LES BLANK PROGRAM 1 (MAESTROS)
Rating: NNN Like Werner Herzog, whose antics he has captured in Werner Herzog Eats His Own Shoe and Burden Of Dreams, Les Blank seems obsessed with the idea of “ecstatic truth”: the poetry that bubbles up in documentary cinema when dusty data cracks open, revealing some deeper truth that fact cannot contain.
Blank locates this most ineffable truth in his portraits of three artists: the jazz trumpeter of 1964’s Dizzy Gillespie, the Texas bluesman of 1968’s The Blues Accordin’ To Lightnin’ Hopkins and pop artist Gerry Gaxiola in 1994’s The Maestro: King Of The Cowboy Artists. By today’s standards, Blank’s search for truth in black musical traditions feels a bit prickly, reflecting the worst aspects of the white quest for authenticity in the American black experience.
From the same vantage point, The Maestro stands out.
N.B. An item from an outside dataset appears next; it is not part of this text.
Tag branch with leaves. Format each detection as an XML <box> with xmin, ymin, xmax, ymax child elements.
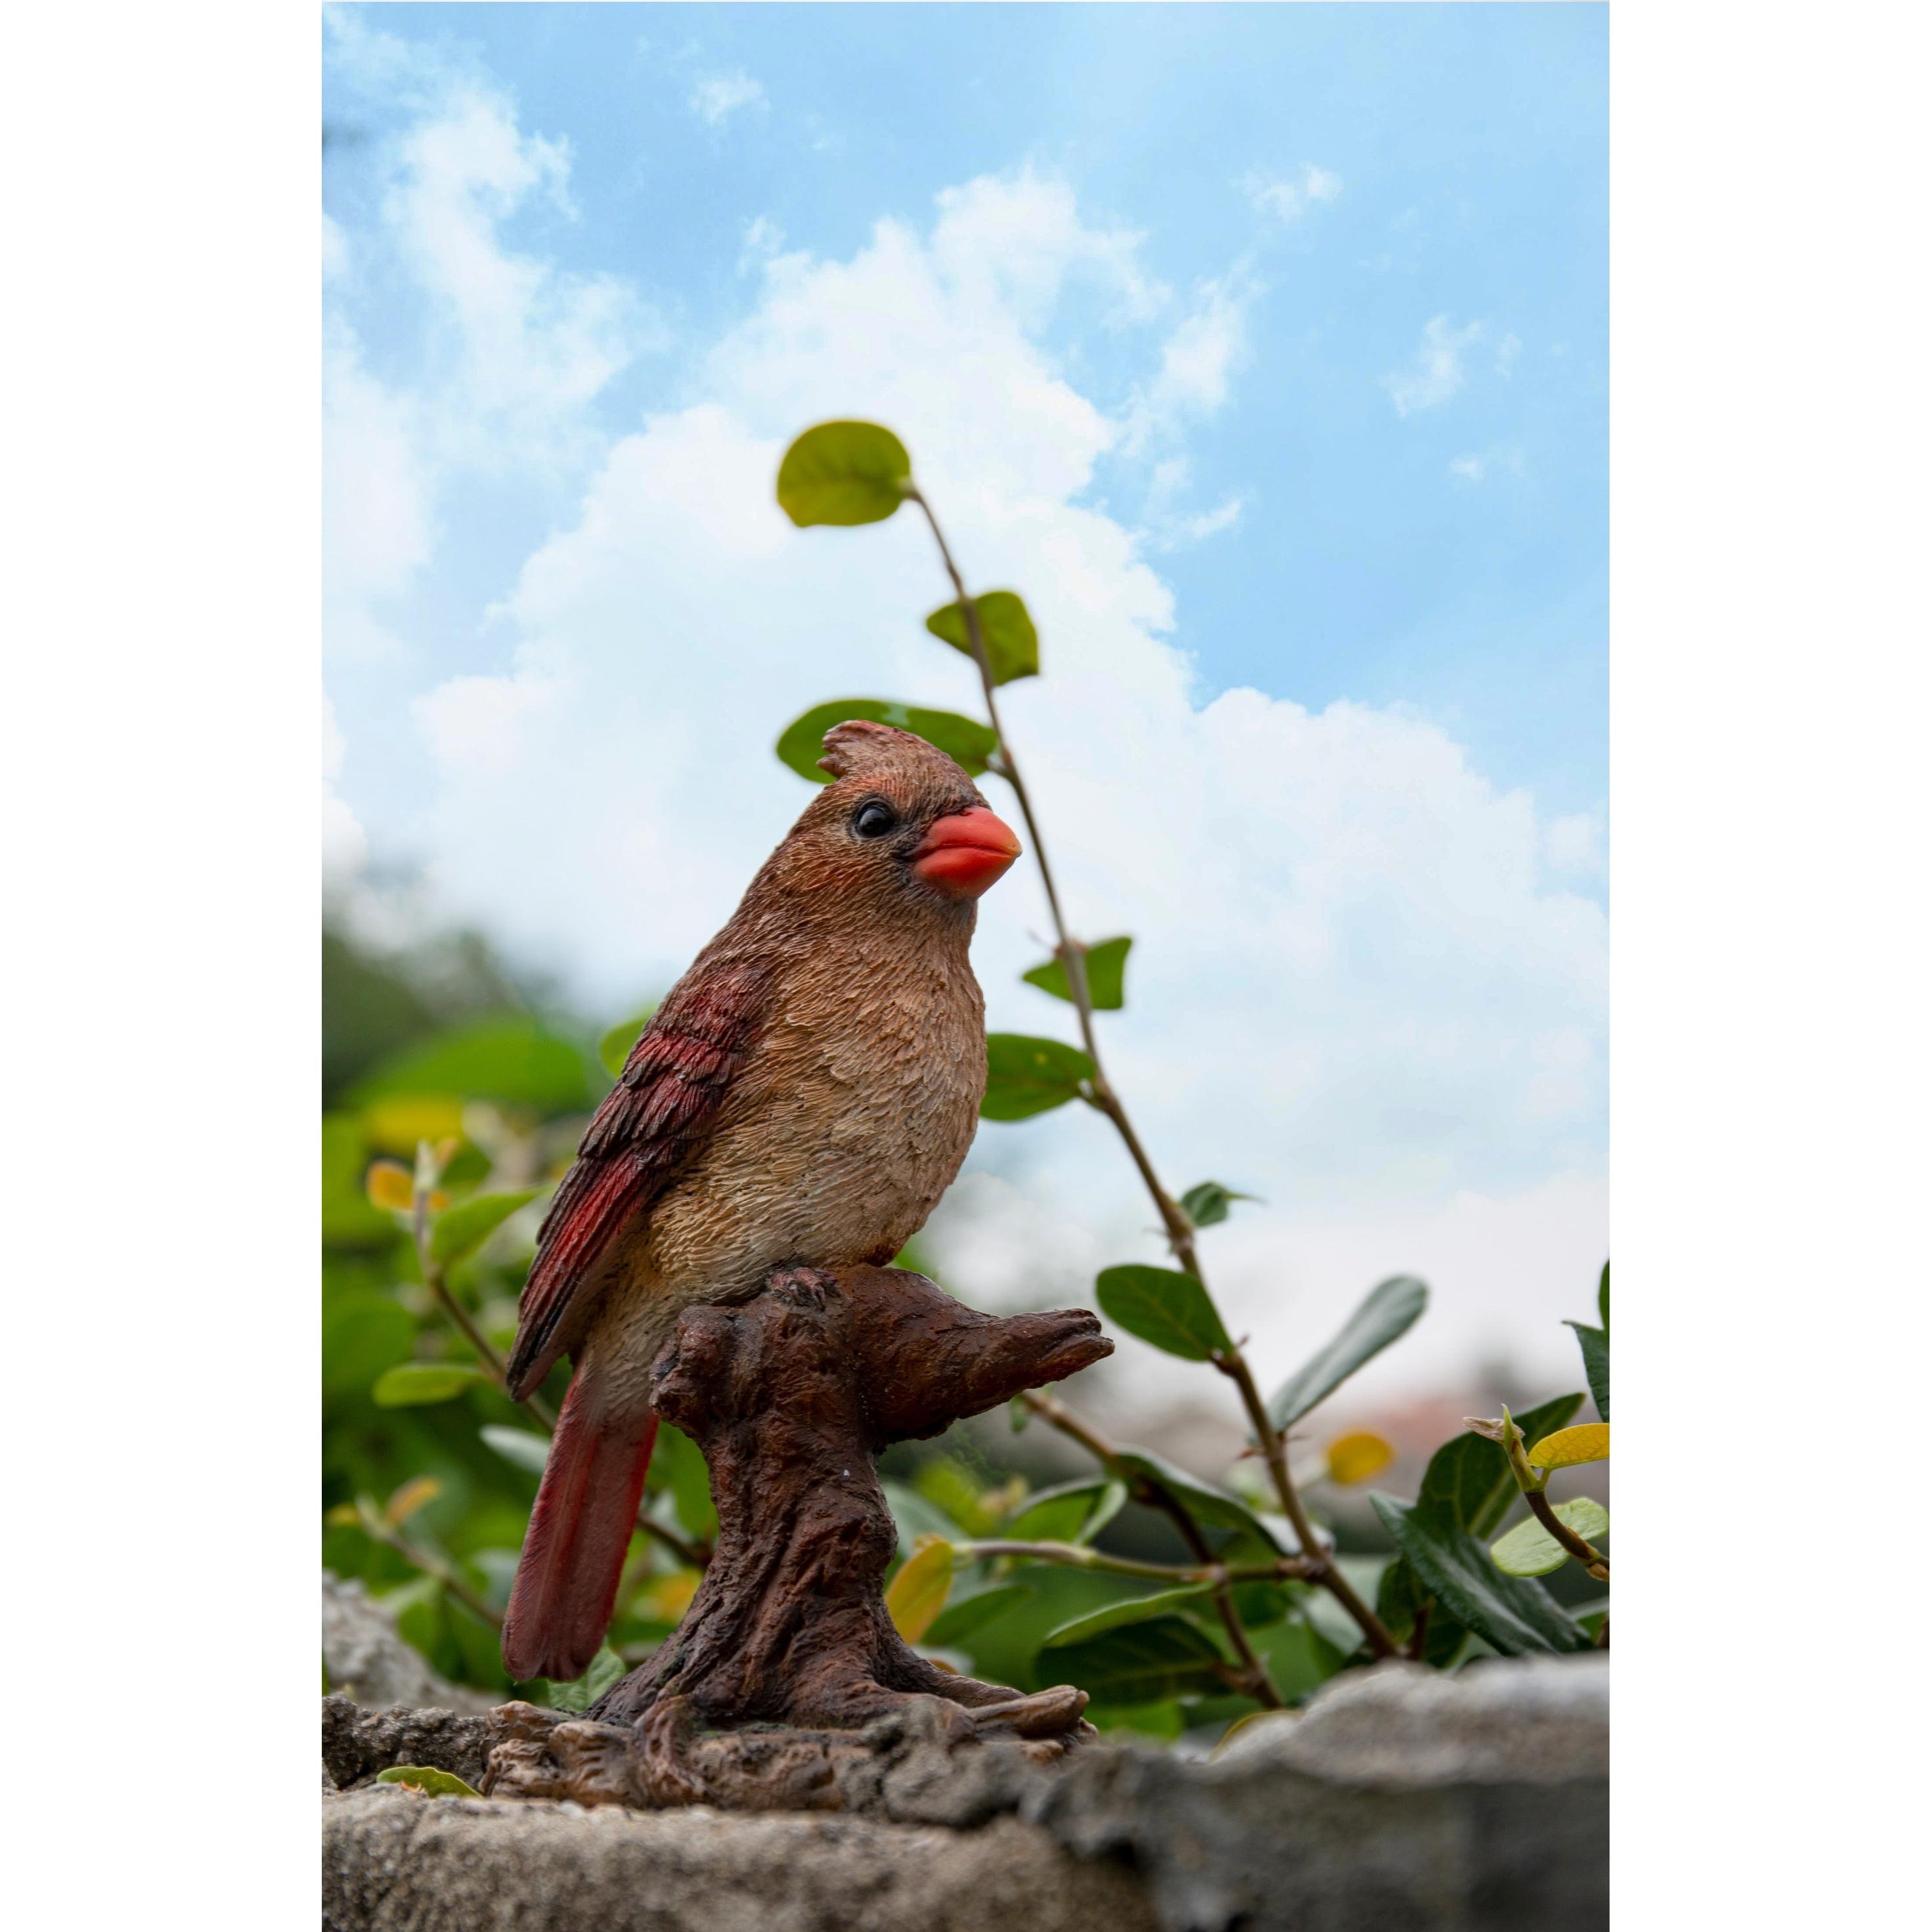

Blank is fascinated by Gaxiola – an artist who never sells his art, a cowboy crooner who can’t really sing – because of his various inauthentic affectations. As with Gillespie and Hopkins, Blank treats Gaxiola as a piece of living performance art. This seems to be a thread that connects the three maestros, all men whose lives feel inseparable from their art, their art inseparable from the truth. JS Apr 30, 9 pm, Innis Town Hall.